Since then, Posnanski has engaged in a project in which he is telling many of those stories that need telling. He has created a list, an obviously idiosyncratic list, as these things always will be, of the 100 best baseball players of all time. What could be academic and encyclopedic is becoming quite the clinic in how to tell a story well. I’ve not been able to read many, as he releases a couple of essays each day and I have other things filling my time. But if the quality remains as it has been, I might find it harder to pull myself away.
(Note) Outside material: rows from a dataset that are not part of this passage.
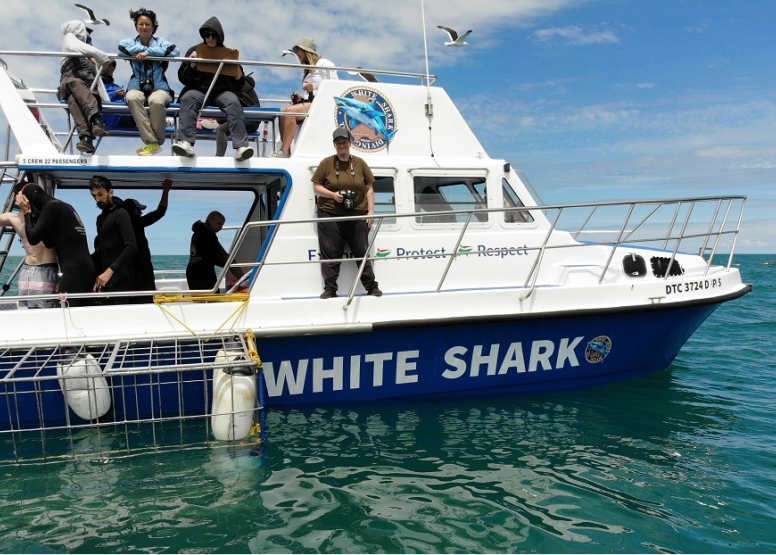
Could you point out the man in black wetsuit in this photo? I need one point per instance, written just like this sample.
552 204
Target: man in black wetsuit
207 253
144 268
115 244
59 226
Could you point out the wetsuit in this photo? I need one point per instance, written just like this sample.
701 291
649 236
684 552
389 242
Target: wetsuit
115 245
206 254
144 268
59 226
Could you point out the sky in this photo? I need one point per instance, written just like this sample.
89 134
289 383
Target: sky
590 99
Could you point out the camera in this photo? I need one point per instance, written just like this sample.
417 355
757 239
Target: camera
348 195
147 86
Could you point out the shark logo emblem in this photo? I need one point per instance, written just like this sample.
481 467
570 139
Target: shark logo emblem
368 116
597 349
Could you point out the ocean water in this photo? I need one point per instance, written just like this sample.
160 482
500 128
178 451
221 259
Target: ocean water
678 461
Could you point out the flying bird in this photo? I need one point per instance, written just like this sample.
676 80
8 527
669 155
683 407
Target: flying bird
455 40
92 20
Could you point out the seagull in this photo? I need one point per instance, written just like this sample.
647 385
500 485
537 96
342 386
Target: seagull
92 20
455 40
365 76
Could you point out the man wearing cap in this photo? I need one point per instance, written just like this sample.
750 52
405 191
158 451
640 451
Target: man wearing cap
305 50
115 244
144 268
343 185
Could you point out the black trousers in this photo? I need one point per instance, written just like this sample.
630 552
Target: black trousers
83 104
332 238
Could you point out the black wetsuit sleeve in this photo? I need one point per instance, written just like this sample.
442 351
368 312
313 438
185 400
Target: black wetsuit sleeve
152 217
38 231
124 225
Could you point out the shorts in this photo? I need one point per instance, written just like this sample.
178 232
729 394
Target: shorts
39 280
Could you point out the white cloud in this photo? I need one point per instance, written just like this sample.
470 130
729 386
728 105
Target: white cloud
575 35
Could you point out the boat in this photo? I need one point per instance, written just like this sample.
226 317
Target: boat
487 290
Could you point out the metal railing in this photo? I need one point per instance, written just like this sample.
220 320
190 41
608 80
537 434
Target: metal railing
699 225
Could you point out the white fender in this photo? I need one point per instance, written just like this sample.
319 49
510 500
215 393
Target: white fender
234 400
85 388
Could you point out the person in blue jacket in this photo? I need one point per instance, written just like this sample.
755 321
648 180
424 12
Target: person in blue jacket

I suppose one who is not a fan might not find all the stories compelling. But surely one can read with appreciation about #81 on his list (Joe Jackson), a man who never liked his nickname (‘Shoeless’), and who found money such a great temptation that it led to his permanent banishment from baseball. Or one can enjoy reading about how ‘scrappy and resourceful’ flirted with the edges of ‘honest and legal’ in the career of #83 (Gaylord Perry). Good stuff, this. Check it out.
But first read his essay on Game 162.
But then, every now and again, something happens. Something memorable. Something magnificent. Something staggering. Your child wins the race. Your team rallies in the ninth. You get pulled over for speeding. And in that moment — awesome or lousy — you are living something that you will never forget, something that jumps out of the toneless roar of day-to-day life.